Perhaps there was no bullet lodged in the wall when there should have been. Maybe the gun used would have made such a loud noise it should have been heard in the surrounding apartments, but wasn’t.
This line of reasoning is used extensively in detective literature. The gift of Sherlock Holmes was noticing what wasn’t there in addition to what was. To the rest of us, it becomes glaringly obvious once pointed out to us, but it’s very tricky to pick up on the absence of something.
One of my favorite personal finance books is not a finance book at all. It doesn’t teach you how to balance a budget or calculate your networth, it doesn’t even tell you how to invest your money.
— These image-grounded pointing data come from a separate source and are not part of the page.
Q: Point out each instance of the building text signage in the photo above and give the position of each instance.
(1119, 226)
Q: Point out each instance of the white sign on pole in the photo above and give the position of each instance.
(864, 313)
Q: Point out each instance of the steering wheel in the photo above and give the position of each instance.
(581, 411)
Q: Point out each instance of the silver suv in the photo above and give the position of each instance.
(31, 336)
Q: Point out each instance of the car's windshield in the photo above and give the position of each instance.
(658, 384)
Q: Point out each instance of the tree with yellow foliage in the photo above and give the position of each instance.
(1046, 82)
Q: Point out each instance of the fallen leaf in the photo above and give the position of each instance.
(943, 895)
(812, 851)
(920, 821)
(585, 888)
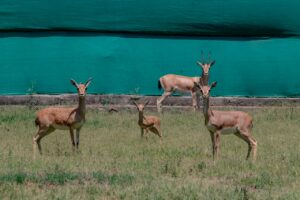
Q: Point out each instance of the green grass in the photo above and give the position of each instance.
(115, 163)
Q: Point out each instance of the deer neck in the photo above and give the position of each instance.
(81, 106)
(205, 78)
(207, 112)
(141, 117)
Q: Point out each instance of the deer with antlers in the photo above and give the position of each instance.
(52, 118)
(148, 123)
(226, 122)
(171, 83)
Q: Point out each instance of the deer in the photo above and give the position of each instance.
(171, 83)
(226, 122)
(52, 118)
(148, 123)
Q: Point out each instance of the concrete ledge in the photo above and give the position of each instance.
(126, 100)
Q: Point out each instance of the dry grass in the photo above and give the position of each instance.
(115, 163)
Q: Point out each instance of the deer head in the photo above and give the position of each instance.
(141, 106)
(81, 88)
(205, 65)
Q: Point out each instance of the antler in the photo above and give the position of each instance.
(74, 83)
(88, 82)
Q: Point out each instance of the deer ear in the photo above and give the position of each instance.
(196, 85)
(134, 102)
(73, 82)
(88, 82)
(214, 84)
(199, 63)
(147, 102)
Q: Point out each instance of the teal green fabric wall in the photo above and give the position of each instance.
(121, 64)
(126, 45)
(186, 17)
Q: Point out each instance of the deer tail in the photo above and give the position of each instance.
(159, 84)
(37, 122)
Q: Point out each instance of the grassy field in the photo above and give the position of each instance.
(115, 163)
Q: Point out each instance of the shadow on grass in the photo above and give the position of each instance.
(61, 178)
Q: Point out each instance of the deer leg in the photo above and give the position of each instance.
(252, 144)
(213, 143)
(194, 99)
(146, 134)
(161, 99)
(72, 138)
(142, 132)
(157, 132)
(42, 132)
(217, 143)
(77, 137)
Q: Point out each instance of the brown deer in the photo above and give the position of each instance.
(51, 118)
(226, 122)
(148, 123)
(172, 82)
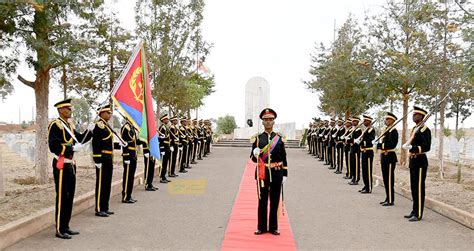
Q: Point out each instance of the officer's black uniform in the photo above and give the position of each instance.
(355, 155)
(274, 173)
(177, 150)
(129, 154)
(420, 144)
(164, 138)
(102, 148)
(367, 149)
(61, 145)
(388, 160)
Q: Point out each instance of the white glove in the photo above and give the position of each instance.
(91, 127)
(406, 146)
(256, 151)
(77, 147)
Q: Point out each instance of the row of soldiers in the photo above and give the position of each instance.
(179, 146)
(350, 144)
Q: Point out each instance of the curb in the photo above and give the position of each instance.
(458, 215)
(32, 224)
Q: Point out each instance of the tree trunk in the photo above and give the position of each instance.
(403, 155)
(41, 88)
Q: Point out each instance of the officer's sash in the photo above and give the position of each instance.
(266, 151)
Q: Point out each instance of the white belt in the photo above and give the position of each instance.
(66, 160)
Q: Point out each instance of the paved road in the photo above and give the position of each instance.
(324, 212)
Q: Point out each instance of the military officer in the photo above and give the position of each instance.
(268, 152)
(176, 145)
(102, 148)
(165, 147)
(388, 158)
(129, 154)
(64, 140)
(418, 144)
(367, 150)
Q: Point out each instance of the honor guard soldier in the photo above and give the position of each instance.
(64, 141)
(129, 154)
(165, 147)
(183, 139)
(332, 144)
(367, 149)
(102, 148)
(149, 172)
(388, 158)
(418, 144)
(355, 152)
(347, 147)
(339, 146)
(268, 152)
(176, 145)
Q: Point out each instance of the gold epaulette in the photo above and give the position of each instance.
(100, 124)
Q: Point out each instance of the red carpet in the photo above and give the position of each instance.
(243, 221)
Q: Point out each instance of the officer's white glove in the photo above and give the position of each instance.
(256, 151)
(406, 146)
(77, 147)
(91, 127)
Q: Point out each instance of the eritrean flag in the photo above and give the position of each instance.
(132, 95)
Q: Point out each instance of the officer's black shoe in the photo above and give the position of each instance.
(259, 232)
(409, 216)
(102, 214)
(63, 236)
(71, 232)
(414, 218)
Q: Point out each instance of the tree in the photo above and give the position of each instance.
(343, 74)
(35, 33)
(226, 125)
(401, 52)
(171, 32)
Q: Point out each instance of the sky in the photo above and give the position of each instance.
(272, 39)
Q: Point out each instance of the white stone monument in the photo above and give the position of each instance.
(257, 97)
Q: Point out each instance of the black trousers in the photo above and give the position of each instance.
(165, 162)
(418, 168)
(339, 157)
(128, 178)
(174, 160)
(348, 162)
(184, 157)
(65, 184)
(270, 190)
(367, 169)
(149, 171)
(103, 184)
(355, 166)
(388, 163)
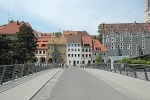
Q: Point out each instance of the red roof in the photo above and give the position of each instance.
(97, 44)
(87, 40)
(12, 27)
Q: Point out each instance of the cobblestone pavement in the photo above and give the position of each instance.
(76, 84)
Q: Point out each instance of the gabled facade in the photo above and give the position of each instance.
(73, 50)
(10, 30)
(126, 39)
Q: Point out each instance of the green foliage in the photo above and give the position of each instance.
(125, 60)
(99, 37)
(26, 43)
(99, 59)
(58, 33)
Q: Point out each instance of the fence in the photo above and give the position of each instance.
(12, 72)
(139, 71)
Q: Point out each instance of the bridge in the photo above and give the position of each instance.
(51, 82)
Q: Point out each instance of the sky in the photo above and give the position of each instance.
(76, 15)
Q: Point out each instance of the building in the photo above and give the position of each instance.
(56, 49)
(126, 39)
(147, 11)
(73, 50)
(99, 48)
(10, 30)
(86, 49)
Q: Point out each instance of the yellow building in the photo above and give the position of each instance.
(56, 49)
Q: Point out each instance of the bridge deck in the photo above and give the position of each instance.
(80, 84)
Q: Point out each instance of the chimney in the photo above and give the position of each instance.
(17, 22)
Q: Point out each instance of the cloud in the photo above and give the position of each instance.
(74, 14)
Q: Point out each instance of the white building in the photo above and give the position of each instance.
(73, 50)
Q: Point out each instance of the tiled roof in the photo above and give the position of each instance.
(12, 27)
(73, 38)
(57, 39)
(75, 32)
(97, 44)
(125, 28)
(41, 41)
(87, 40)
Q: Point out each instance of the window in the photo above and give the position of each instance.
(43, 52)
(143, 39)
(37, 45)
(121, 43)
(78, 55)
(68, 55)
(86, 50)
(130, 43)
(130, 52)
(130, 48)
(82, 50)
(43, 45)
(143, 43)
(75, 55)
(89, 50)
(121, 39)
(130, 35)
(86, 55)
(130, 39)
(143, 47)
(107, 39)
(82, 55)
(121, 35)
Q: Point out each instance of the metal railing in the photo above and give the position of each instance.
(15, 71)
(139, 71)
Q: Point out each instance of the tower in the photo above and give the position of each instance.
(147, 11)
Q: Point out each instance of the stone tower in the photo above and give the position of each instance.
(147, 11)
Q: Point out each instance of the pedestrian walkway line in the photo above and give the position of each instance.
(26, 90)
(19, 81)
(139, 88)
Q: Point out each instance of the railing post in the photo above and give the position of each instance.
(126, 69)
(145, 72)
(120, 69)
(3, 73)
(134, 72)
(22, 70)
(14, 72)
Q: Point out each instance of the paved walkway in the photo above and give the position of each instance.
(79, 84)
(76, 84)
(26, 90)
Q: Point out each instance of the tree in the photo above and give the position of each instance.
(58, 33)
(99, 37)
(5, 56)
(99, 59)
(26, 44)
(125, 60)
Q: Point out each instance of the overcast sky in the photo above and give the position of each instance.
(52, 15)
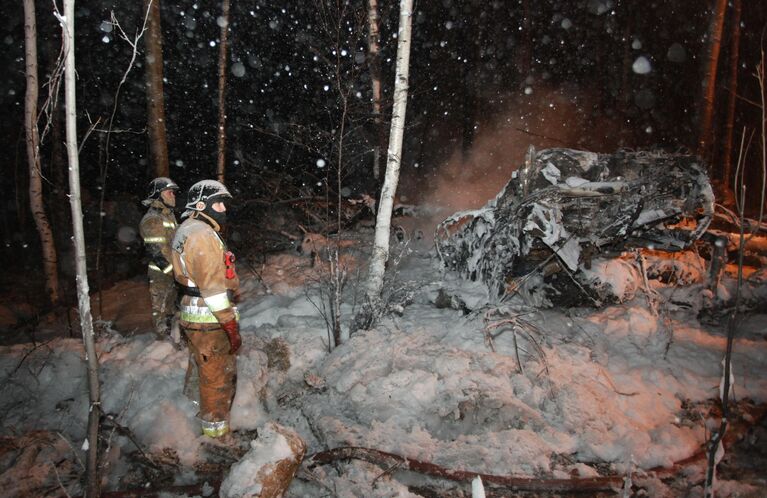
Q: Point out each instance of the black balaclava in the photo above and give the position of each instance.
(219, 218)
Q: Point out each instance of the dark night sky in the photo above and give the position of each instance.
(488, 78)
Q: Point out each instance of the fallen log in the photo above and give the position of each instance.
(398, 462)
(394, 462)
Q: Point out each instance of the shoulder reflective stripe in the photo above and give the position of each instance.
(217, 302)
(183, 269)
(217, 428)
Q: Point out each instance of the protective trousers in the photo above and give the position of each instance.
(218, 376)
(162, 292)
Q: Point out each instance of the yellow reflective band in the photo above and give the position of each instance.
(217, 302)
(215, 429)
(200, 314)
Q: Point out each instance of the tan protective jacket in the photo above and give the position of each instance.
(157, 228)
(199, 262)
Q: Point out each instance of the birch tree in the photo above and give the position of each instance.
(84, 305)
(36, 203)
(394, 155)
(155, 100)
(705, 138)
(375, 79)
(223, 22)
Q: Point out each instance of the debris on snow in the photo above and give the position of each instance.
(540, 226)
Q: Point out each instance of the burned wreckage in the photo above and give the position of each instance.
(565, 210)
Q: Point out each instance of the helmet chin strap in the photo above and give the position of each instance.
(207, 215)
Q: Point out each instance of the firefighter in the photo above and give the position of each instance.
(157, 228)
(205, 274)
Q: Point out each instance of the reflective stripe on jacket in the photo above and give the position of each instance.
(198, 261)
(157, 228)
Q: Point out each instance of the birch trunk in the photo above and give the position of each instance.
(36, 203)
(86, 321)
(224, 22)
(705, 138)
(155, 99)
(394, 156)
(737, 8)
(375, 78)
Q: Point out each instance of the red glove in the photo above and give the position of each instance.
(232, 329)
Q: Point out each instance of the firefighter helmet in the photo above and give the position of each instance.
(156, 187)
(203, 191)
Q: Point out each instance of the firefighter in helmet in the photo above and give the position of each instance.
(205, 274)
(157, 228)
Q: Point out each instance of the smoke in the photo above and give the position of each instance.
(543, 118)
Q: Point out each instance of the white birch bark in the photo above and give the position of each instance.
(36, 204)
(83, 298)
(383, 217)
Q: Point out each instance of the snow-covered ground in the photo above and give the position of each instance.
(507, 391)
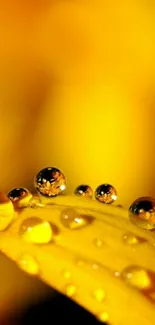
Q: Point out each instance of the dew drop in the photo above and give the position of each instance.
(99, 295)
(131, 239)
(142, 213)
(7, 212)
(36, 230)
(20, 197)
(72, 220)
(70, 290)
(28, 264)
(98, 242)
(137, 277)
(103, 317)
(35, 202)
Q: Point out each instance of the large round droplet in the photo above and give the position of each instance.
(84, 190)
(142, 213)
(28, 264)
(137, 277)
(70, 218)
(106, 193)
(50, 182)
(20, 197)
(35, 202)
(36, 230)
(6, 211)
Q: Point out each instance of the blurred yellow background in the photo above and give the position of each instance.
(77, 84)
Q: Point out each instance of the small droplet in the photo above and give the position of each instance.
(35, 202)
(28, 264)
(36, 230)
(106, 193)
(98, 242)
(136, 277)
(71, 219)
(70, 290)
(103, 317)
(84, 190)
(7, 212)
(99, 295)
(50, 182)
(131, 239)
(66, 274)
(142, 213)
(20, 197)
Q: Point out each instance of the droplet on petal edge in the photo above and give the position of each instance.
(106, 193)
(84, 190)
(142, 213)
(35, 202)
(50, 182)
(28, 264)
(36, 230)
(71, 219)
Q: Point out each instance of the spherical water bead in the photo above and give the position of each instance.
(137, 277)
(20, 197)
(28, 264)
(72, 220)
(106, 193)
(36, 230)
(84, 190)
(142, 213)
(50, 182)
(6, 211)
(35, 202)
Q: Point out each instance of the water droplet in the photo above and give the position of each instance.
(66, 274)
(99, 295)
(7, 212)
(35, 202)
(50, 182)
(36, 230)
(84, 190)
(71, 219)
(28, 264)
(70, 290)
(106, 193)
(131, 239)
(103, 317)
(20, 197)
(136, 277)
(142, 213)
(98, 242)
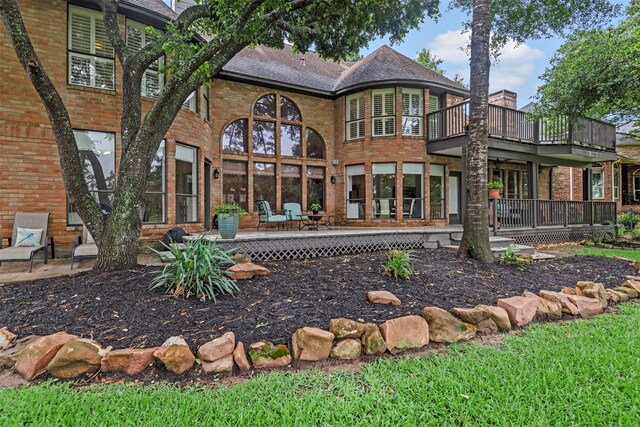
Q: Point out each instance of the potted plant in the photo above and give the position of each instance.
(228, 219)
(494, 189)
(315, 208)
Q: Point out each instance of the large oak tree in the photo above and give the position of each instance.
(493, 23)
(196, 46)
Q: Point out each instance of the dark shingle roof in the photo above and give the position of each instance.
(283, 66)
(385, 64)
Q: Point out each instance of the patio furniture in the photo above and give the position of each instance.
(267, 216)
(313, 221)
(29, 236)
(293, 211)
(84, 247)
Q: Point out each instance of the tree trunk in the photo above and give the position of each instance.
(475, 237)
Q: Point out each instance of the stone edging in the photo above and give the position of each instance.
(68, 356)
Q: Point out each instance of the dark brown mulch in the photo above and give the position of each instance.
(118, 309)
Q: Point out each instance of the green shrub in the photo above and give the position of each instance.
(200, 270)
(399, 264)
(629, 219)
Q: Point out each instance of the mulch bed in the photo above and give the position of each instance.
(118, 309)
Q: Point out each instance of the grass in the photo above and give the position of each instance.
(574, 373)
(631, 254)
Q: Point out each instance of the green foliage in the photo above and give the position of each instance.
(511, 257)
(399, 264)
(629, 219)
(229, 209)
(199, 269)
(430, 61)
(496, 185)
(597, 73)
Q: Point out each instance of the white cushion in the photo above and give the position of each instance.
(28, 237)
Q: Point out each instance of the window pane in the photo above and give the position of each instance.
(235, 137)
(265, 106)
(264, 183)
(186, 184)
(315, 186)
(291, 183)
(315, 146)
(234, 183)
(288, 111)
(383, 178)
(264, 137)
(290, 140)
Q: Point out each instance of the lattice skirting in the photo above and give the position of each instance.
(541, 237)
(320, 246)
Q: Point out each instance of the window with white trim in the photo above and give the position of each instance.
(412, 112)
(90, 53)
(137, 38)
(355, 117)
(383, 112)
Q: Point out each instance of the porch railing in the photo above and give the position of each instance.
(533, 213)
(507, 123)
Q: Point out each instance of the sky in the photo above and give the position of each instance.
(518, 68)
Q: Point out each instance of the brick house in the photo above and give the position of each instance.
(374, 142)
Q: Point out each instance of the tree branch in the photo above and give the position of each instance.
(72, 170)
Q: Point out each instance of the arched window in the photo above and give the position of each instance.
(235, 137)
(315, 145)
(265, 106)
(288, 110)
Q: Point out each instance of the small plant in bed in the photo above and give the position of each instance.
(199, 269)
(399, 264)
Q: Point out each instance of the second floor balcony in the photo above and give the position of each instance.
(520, 136)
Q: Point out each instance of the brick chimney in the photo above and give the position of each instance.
(504, 98)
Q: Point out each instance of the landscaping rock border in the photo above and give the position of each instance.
(66, 356)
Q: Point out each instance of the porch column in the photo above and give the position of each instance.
(463, 185)
(532, 178)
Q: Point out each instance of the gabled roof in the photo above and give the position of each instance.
(302, 71)
(387, 65)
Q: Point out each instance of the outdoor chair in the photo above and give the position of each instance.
(29, 236)
(85, 247)
(266, 216)
(293, 211)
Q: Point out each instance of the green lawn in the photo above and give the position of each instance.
(624, 253)
(585, 372)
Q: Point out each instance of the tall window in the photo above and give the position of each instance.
(98, 158)
(436, 191)
(315, 186)
(154, 199)
(355, 116)
(597, 184)
(412, 190)
(383, 182)
(235, 137)
(383, 112)
(137, 38)
(186, 184)
(315, 145)
(356, 196)
(291, 184)
(234, 183)
(412, 112)
(91, 55)
(264, 183)
(191, 103)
What it does do is make observations about spending patterns of thousands of families, and correlates it to actual wealth.
What is profound about Thomas Stanley’s The Millionaire Next Door is that you can’t help but shift your perspective on what wealth looks like from the outside. It doesn’t look like a $200k car, a vacation home by the lake, or designer clothes. It’s the absence of these items, when otherwise you might expect them.
The Millionaire next door is always one of the first books I recommend that people read when they are trying to get their spending under control. Unfortunately, through various media exposure throughout our lives, we associate wealth with spending. This is so ingrained, that I get a lot of push back when I suggest that someone’s fancy car is more likely an indicator of debt than wealth. Don’t misinterpret me here, this does not mean spending is bad, but untangling spending that helps us meet our objectives in life and status signal spending are not the same thing.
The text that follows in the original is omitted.